Meine Forschungsgruppe arbeitet aktuell an Fossilen aus der Zeit der wohl grössten kulturellen Revolution Europas, der Ausbreitung der Landwirtschaft, die vor rund 8000 Jahren das Gebiet der heutigen Schweiz erreichte. Diese neue, sesshafte Lebensweise wurde von Menschen aus dem Nahen Osten nach Europa gebracht und verbreitet. Eine zweite Masseneinwanderung aus der östlichen Steppe vor rund 4500 Jahren brachte wahrscheinlich den Vorläufer der germanischen Sprachen nach Europa. Nur noch rund 20 Prozent des Genoms heutiger Europäer gehen auf die ursprünglichen Jäger und Sammler zurück. Oder anders gesagt: 80 Prozent meiner direkten Vorfahren aus dieser Zeit waren Einwanderer aus dem Nahen Osten oder der Steppe.
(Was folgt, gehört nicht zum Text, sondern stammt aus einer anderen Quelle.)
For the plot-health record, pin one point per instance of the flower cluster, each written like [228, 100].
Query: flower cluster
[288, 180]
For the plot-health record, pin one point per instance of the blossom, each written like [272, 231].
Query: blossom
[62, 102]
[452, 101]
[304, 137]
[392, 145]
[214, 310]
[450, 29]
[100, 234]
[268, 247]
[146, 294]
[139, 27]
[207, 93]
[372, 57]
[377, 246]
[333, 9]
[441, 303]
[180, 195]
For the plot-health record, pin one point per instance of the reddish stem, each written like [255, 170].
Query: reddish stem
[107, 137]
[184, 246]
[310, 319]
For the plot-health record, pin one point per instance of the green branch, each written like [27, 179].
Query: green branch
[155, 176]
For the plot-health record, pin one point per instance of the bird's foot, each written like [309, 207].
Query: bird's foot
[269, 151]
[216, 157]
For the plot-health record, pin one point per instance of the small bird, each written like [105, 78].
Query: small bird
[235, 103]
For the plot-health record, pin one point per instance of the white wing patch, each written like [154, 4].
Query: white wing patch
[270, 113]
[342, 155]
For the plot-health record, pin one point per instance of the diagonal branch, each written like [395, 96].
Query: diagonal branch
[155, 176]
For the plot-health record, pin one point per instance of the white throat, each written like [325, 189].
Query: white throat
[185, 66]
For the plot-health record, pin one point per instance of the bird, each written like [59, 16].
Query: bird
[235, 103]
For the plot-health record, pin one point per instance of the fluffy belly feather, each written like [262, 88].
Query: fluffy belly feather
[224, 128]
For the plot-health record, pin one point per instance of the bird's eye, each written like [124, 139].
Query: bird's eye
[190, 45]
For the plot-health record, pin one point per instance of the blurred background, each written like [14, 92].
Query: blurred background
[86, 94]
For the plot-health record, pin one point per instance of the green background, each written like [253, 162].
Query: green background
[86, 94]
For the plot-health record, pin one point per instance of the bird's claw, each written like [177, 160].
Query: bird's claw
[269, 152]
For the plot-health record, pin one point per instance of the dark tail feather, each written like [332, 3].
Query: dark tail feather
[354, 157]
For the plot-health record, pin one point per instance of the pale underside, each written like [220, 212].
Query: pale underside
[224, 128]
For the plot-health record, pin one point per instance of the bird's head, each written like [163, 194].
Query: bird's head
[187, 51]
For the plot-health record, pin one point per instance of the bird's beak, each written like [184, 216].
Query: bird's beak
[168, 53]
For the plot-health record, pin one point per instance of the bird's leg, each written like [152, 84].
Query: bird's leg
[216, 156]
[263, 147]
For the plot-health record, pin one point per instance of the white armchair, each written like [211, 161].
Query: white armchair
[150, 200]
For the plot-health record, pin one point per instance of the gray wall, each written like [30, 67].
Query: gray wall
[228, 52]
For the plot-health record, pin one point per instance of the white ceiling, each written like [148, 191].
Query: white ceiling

Interessant dabei ist auch, dass die helle Hautfarbe erst von eben diesen Einwanderern nach Europa gebracht wurde. Die Hautfarbe meiner ureuropäischen, Mammute erlegenden Vorfahren war derjenigen des zugfahrenden Patrioten erstaunlich ähnlich. Wer weiss, wie viel Ureuropäer in ihm steckt?

Daniel Wegmann ist Professor für Bioinformatik an der Universität Freiburg und entwickelt statistische Verfahren, um evolutive und ökologische Prozesse aufgrund grosser Datensätze zu beschreiben. Er hat in Bern und in den USA studiert und ist Mitglied einer FN-Autoren-Gruppe, die regelmässig naturwissenschaftliche Themen bearbeitet.